Sports complex in Westfield, Indiana, US

Grand Park Sports Campus is a sports complex located in Westfield, Indiana, about 30 mi north of Indianapolis. The 400 acre park features 26 baseball and softball diamonds, as well as 31 multipurpose fields for soccer, football, and lacrosse. The Grand Park Events Center features three full-sized indoor soccer fields, a restaurant, and administrative offices. The Pacers Athletic Center indoor basketball/volleyball facility opened in January 2016. Grand Park also features an abundance of green space and more than 10 mi of pedestrian/bicycle trails, including the largest trailhead on the Monon Trail.

The site hosted the 2016 Big Ten Conference Men's Soccer Tournament and the 2017 Big Ten Conference Women's Soccer Tournament.

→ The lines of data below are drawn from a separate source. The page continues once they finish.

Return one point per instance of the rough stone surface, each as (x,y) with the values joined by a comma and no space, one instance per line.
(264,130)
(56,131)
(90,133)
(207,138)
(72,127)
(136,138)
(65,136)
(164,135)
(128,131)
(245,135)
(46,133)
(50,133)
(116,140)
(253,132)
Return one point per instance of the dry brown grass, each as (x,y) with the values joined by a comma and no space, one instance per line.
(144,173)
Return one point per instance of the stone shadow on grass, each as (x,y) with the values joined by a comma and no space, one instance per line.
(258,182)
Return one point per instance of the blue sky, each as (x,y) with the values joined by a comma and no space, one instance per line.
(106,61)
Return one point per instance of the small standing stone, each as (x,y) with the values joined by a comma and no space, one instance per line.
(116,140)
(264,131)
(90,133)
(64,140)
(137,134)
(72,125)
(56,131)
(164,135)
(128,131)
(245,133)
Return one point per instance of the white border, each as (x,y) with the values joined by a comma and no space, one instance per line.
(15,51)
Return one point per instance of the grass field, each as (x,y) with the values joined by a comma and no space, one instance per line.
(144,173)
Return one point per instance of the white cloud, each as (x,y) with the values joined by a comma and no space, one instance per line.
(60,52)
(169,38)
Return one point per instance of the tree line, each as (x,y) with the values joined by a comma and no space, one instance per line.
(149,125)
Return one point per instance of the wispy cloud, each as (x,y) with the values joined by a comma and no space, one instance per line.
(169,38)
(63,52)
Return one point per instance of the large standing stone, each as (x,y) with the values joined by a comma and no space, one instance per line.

Grand Park has also hosted notable appearances such as Machine Gun Kelly and Donald Trump during his 2016 presidential campaign in the main events center. The Indianapolis Colts also uses this site for training camp.

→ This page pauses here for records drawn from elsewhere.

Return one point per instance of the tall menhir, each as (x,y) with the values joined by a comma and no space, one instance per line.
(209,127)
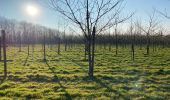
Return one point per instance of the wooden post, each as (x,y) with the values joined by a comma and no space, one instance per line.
(4,52)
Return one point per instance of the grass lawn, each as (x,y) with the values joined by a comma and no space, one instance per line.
(65,76)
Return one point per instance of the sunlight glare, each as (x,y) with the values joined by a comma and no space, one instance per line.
(32,10)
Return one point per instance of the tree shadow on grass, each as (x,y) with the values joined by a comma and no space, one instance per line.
(56,79)
(77,63)
(109,88)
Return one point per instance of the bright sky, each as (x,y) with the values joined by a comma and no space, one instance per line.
(18,9)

The sports complex was conceived by Westfield Mayor Andy Cook, who campaigned on the issue.

== Facilities ==
=== Pacers Athletic Center ===
The Pacers Athletic Center is an indoor sporting facility on the complex. It hosts five basketball courts, and two multipurpose indoor courts for various sports. The center is privately owned by the Indiana Pacers NBA team. It was purchased from Johnathan Byrd in 2017.

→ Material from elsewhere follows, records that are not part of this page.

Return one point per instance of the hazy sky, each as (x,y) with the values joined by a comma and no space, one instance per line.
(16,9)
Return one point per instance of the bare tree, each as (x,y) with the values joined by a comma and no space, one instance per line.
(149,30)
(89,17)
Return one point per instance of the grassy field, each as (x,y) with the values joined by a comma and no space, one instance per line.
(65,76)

=== Grand Park Events Center ===

The Grand Park Events Center, which opened in the summer of 2016, is a centerpiece of the 400 acre Grand Park Sports Campus, one of the largest sporting complexes in the world. The facility features three full-sized professional turf fields, a spectator lounge, retail space, locker facilities, office and meeting space, and administrative offices. It also includes multi-use space for trade shows, live entertainment, conventionsn and special event programming, including large indoor field sports events in the 370000 sqft facility. The architect of record is Eric Weflen, AIA; RQAW Corporation

Starting in 2018, Grand Park has been the home field of the Indianapolis AlleyCats, a team in the Central Division of the Ultimate Frisbee Association.

=== Grand Park Baseball Complex ===
The baseball complex features 26 baseball diamonds (8 synthetic turf, all lighted)

=== Grand Park Soccer Complex ===
The soccer complex features 31 soccer fields (7 synthetic turf, 8 lighted). It is the training ground of Indy Eleven. Since 2022, it has been the home field of the Indy Eleven USL W League team.